When we come to the table, we come confessing that we do not indeed seek first the kingdom of God. We build our own kingdoms. We go to war with our brothers for the sake of our kingdoms—as they go to war with us for the sake of their kingdoms. We sin not only against the living God but against each other. But we come to the table together, as family. We have, in coming, shared that confession. Our elder Brother, however, confesses not His sin but His righteousness for us. He gives us His righteousness, and we are brought into the family.
When we miss out on the mourning, we miss out on the joy. When we see our sins as small, we see His rescue as small. At the table, we are to draw near to our sin, because in doing so, we draw near to Him. He is there where our sin is, covering it. He is there, giving us His garments of sparkling white, the robes of His righteousness.
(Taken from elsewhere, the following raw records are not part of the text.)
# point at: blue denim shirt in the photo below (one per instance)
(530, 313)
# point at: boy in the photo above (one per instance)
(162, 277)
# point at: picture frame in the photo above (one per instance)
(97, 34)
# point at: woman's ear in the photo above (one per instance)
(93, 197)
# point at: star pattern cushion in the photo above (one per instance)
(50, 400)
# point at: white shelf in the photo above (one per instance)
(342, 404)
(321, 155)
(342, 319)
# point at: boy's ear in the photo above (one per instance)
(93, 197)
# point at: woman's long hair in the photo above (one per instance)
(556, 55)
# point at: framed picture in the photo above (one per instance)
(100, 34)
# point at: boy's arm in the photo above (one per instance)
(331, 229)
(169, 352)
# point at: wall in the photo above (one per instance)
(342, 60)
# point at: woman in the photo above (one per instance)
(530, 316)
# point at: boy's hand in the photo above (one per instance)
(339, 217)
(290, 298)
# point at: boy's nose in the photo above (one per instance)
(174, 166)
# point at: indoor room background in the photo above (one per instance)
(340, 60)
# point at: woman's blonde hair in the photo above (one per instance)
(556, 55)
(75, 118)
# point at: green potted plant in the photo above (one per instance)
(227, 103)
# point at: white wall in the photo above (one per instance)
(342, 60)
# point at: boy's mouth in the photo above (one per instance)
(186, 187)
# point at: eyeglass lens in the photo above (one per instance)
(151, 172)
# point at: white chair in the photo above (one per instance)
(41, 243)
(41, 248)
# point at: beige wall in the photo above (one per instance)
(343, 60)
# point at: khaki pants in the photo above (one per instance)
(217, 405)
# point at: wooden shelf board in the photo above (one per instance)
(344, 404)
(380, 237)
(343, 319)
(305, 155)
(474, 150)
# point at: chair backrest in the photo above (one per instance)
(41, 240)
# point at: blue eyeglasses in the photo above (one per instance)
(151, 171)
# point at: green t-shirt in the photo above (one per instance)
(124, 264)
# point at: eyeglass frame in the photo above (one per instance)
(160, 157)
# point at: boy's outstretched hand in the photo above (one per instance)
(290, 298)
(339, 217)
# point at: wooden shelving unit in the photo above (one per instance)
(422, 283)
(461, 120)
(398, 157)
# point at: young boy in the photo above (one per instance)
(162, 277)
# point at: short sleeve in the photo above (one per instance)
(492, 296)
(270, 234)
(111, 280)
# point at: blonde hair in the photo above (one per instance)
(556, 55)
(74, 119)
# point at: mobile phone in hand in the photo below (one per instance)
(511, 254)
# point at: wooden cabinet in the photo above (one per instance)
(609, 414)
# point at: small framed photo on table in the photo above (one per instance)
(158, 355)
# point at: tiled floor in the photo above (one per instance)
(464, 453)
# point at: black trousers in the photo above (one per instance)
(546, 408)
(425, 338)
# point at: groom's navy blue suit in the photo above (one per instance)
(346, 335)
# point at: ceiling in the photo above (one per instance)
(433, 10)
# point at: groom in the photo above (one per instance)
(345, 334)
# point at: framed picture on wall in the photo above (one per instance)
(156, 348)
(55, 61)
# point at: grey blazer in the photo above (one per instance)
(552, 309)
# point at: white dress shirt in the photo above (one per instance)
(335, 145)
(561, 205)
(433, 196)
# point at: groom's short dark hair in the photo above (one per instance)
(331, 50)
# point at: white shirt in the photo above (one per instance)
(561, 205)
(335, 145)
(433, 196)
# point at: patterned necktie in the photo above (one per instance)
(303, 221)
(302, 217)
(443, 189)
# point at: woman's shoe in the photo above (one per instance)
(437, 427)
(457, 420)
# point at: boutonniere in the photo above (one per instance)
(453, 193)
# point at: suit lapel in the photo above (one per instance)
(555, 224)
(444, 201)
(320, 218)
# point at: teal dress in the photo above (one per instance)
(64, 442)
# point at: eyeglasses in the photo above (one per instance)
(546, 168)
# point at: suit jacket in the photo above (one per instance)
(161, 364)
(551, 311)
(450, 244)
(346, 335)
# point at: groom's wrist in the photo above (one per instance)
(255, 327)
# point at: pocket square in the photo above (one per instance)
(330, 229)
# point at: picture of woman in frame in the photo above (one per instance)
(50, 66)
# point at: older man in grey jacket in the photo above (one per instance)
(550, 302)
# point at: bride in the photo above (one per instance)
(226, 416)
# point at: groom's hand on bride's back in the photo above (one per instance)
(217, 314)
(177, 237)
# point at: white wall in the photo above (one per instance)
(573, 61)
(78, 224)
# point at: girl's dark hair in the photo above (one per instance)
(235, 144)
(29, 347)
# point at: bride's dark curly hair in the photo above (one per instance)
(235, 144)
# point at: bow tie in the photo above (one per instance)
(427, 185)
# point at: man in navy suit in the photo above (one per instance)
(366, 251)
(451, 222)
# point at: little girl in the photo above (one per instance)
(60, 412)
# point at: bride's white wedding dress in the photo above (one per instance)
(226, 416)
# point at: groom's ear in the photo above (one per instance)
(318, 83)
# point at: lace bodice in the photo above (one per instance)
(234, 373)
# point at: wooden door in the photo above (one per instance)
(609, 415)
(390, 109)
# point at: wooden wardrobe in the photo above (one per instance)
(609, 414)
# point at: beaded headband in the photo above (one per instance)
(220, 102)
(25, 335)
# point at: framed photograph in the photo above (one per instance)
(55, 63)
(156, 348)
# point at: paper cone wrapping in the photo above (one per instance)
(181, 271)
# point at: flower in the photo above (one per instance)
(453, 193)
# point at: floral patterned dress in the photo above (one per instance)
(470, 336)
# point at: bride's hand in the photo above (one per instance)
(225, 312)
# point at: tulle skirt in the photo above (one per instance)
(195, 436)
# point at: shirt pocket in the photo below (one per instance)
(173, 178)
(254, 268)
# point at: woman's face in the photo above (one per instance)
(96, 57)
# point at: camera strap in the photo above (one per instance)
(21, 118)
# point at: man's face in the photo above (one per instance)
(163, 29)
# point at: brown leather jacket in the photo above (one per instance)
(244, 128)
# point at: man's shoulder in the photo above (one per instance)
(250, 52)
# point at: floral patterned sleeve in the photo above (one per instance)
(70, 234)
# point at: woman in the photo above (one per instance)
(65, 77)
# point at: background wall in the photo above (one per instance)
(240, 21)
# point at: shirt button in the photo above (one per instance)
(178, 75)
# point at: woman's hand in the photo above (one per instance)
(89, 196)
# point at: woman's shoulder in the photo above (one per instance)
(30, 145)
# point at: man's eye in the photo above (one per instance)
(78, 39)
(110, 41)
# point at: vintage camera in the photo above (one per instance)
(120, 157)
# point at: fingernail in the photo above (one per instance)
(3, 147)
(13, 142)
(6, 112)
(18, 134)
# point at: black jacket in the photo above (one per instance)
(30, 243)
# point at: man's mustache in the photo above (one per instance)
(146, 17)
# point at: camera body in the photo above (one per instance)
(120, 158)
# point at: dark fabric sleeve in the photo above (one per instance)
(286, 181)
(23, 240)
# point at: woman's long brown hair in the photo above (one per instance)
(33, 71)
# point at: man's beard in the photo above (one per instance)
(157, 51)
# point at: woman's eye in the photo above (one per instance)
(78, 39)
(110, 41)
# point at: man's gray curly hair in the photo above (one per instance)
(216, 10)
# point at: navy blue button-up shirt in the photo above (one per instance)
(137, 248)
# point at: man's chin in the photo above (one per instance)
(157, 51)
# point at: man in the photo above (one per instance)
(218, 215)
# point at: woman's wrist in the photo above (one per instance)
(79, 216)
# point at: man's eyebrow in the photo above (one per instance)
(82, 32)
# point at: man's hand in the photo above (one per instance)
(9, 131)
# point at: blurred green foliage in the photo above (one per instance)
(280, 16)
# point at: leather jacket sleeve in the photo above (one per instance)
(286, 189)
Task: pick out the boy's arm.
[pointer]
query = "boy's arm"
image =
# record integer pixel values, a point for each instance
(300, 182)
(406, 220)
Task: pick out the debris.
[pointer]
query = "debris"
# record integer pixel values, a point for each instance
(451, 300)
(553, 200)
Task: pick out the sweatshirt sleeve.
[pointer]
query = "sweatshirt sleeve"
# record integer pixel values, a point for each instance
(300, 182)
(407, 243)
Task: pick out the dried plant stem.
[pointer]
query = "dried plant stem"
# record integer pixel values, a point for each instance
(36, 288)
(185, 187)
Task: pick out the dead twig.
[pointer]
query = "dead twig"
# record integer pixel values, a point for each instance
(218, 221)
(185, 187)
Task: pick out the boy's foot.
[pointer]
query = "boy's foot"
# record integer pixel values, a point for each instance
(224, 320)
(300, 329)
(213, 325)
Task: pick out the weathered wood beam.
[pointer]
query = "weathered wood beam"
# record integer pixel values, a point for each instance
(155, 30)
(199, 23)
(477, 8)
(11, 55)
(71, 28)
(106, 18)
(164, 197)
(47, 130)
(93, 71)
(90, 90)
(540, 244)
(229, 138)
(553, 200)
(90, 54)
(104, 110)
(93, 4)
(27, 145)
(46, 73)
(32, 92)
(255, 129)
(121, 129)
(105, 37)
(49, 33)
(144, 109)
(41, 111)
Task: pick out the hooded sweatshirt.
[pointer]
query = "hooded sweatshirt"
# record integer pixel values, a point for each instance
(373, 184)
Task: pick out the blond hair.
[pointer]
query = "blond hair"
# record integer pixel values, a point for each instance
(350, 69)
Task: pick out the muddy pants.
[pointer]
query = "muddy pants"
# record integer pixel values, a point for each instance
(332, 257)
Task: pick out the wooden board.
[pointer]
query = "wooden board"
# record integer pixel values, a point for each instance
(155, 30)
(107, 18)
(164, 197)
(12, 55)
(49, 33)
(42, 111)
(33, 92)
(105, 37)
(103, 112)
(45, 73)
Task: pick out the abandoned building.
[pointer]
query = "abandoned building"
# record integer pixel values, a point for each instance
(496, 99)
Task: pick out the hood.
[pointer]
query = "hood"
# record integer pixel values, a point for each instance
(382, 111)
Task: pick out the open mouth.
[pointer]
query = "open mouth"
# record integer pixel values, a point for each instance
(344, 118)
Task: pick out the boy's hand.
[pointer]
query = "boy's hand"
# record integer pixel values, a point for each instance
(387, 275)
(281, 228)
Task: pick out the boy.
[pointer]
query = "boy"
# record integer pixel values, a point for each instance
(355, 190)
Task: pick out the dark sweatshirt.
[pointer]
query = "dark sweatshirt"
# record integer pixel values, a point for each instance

Of course, it is true that we are always the children of God. We are always forgiven, always adopted. At the table, however, we go to remember, to taste, to feast upon these truths. There we find, not just in the midst of our mourning but precisely because of our mourning, the joy that we have sought in all the wrong places.
Of course, it is true that we are always the bride of Christ. We are always with Him, always beloved of Him. At the table, however, we go to remember, to taste, to feast upon these truths. There, because we remember that we broke His body and spilled His blood, we move forward with hope to the marriage feast of the Lamb. There we dance with Him.
We do not observe or keep the sacrament. Instead, we draw near to our King, brother, husband. Instead, we celebrate. Instead, we embrace joy in the mourning. And we remember that we will dwell in the house of the Lord forever.